Hacker News new | ask | show | jobs
by taejo 3388 days ago
Everything that's wrong with [] is wrong with [Char] and more so. In a Unicode world, it rarely makes sense to iterate over codepoints in a string, and it's rarely useful to prepend codepoints or drop codepoints at the beginning of a string. Usually an array-like string (e.g. Text) is better; occasionally something like Seq Char might be useful.
1 comments

>In a Unicode world, it rarely makes sense to iterate over codepoints in a string

I love that people think that being Unicode somehow makes strings into opaque objects that you can never inspect or manipulate. Do you think that strings magically pop into existence fully formed and then magically disappear into a magic box and come out as rendered glyphs on a screen?

I don't disagree that [Char] is a stupid way to represent strings. Strings should very obviously just be byte arrays. Go does it right, it's one of the few things it does right. It turns out the creators of UTF-8 know how to deal with Unicode properly. Who would have thought?
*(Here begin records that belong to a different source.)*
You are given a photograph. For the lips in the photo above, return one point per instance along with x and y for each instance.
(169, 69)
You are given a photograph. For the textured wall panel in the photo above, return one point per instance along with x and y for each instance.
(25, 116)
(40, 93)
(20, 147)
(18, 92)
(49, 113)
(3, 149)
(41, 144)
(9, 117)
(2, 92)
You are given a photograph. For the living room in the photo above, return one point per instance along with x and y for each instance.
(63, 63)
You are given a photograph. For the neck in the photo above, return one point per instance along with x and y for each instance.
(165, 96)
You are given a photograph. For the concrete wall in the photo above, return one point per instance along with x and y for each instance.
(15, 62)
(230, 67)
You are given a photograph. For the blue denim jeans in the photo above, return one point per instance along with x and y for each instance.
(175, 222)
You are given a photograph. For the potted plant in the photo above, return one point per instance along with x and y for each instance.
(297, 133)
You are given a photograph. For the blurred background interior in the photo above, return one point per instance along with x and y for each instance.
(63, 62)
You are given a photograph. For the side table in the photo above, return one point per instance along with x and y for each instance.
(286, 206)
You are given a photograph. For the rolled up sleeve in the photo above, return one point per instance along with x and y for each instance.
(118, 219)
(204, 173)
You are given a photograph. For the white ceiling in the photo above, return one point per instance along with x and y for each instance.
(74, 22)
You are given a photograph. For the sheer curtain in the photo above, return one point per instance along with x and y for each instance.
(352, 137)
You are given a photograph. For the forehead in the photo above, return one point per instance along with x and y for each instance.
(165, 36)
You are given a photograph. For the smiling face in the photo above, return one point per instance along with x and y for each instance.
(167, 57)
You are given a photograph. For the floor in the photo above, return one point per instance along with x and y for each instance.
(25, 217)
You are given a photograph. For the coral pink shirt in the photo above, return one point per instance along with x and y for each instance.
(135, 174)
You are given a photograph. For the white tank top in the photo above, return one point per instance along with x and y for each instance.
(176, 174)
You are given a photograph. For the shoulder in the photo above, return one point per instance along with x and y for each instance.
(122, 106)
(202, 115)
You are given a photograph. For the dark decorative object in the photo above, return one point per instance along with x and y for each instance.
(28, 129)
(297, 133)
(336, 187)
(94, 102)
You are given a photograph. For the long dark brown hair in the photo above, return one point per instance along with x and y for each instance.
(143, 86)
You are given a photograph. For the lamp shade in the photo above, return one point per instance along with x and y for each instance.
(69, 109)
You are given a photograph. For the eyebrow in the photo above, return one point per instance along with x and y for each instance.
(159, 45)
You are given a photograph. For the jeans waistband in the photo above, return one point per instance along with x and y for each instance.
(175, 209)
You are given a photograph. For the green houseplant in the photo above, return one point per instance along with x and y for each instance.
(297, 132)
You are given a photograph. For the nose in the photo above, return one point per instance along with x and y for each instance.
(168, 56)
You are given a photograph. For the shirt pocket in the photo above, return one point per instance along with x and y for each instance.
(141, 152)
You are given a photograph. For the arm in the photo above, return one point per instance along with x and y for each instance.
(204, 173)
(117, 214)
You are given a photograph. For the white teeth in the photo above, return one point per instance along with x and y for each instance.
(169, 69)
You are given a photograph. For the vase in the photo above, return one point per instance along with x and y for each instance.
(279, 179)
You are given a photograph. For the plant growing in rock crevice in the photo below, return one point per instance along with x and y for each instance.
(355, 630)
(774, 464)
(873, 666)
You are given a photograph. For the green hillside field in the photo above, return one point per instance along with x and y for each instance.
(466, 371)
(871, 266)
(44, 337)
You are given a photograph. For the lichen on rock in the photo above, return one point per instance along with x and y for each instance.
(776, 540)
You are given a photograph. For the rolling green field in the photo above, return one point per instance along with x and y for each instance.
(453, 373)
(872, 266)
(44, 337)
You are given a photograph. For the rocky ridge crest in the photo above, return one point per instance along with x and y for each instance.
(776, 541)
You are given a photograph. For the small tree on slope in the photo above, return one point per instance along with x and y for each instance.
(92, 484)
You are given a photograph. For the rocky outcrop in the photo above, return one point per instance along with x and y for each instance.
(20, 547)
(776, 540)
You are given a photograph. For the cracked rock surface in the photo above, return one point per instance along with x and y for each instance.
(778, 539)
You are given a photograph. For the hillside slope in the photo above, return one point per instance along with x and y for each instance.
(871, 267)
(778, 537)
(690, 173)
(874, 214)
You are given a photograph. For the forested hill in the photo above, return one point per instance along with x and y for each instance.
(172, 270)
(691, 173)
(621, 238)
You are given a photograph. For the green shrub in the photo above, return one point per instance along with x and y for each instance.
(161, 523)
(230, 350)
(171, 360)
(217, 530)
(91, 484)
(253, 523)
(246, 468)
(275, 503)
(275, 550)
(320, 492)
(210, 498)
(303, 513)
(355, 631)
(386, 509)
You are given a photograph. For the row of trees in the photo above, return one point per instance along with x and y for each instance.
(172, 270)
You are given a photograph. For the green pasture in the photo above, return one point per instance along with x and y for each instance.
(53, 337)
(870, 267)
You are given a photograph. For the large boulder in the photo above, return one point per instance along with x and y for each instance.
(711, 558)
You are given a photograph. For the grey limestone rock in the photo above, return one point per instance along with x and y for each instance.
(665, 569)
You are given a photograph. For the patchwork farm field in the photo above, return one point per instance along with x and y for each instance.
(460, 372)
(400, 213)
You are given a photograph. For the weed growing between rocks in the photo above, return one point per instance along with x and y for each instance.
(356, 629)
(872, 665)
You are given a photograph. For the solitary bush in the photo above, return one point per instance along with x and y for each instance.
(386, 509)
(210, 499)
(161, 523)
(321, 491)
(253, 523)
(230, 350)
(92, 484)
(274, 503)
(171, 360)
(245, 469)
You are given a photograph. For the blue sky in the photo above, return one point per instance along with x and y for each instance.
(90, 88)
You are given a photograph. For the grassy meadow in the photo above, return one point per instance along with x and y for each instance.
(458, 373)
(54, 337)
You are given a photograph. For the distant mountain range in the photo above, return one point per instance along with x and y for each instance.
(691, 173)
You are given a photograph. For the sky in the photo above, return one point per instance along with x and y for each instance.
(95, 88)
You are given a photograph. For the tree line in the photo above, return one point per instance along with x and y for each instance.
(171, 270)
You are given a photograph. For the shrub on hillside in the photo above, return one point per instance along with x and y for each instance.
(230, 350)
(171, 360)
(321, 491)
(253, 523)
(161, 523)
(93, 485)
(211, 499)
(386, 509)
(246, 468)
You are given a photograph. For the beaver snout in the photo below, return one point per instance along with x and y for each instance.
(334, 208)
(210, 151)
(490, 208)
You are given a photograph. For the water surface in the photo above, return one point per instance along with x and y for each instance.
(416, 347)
I just mean that inspecting and manipulating strings is sufficiently complex that most of the time you use something like libicu to do it, so the apparent convenience of [] is not useful to the average programmer.
Eh, yeah and no, kinda?

I have no problem with an opaque string type that supports being serialised into bytes. I also have no problem with a string type that exposes the reality that it's internally represented as UTF-8. But I can understand that maybe that's a little imperfect, because you might not want to maintain a perfect normalised correct UTF-8 encoding all the time. e.g. if you concatenate "blahblahlblaha" and the combining acute symbol followed by "blahlbahlblah", you might want to just store them together and normalise them later or something? I don't know.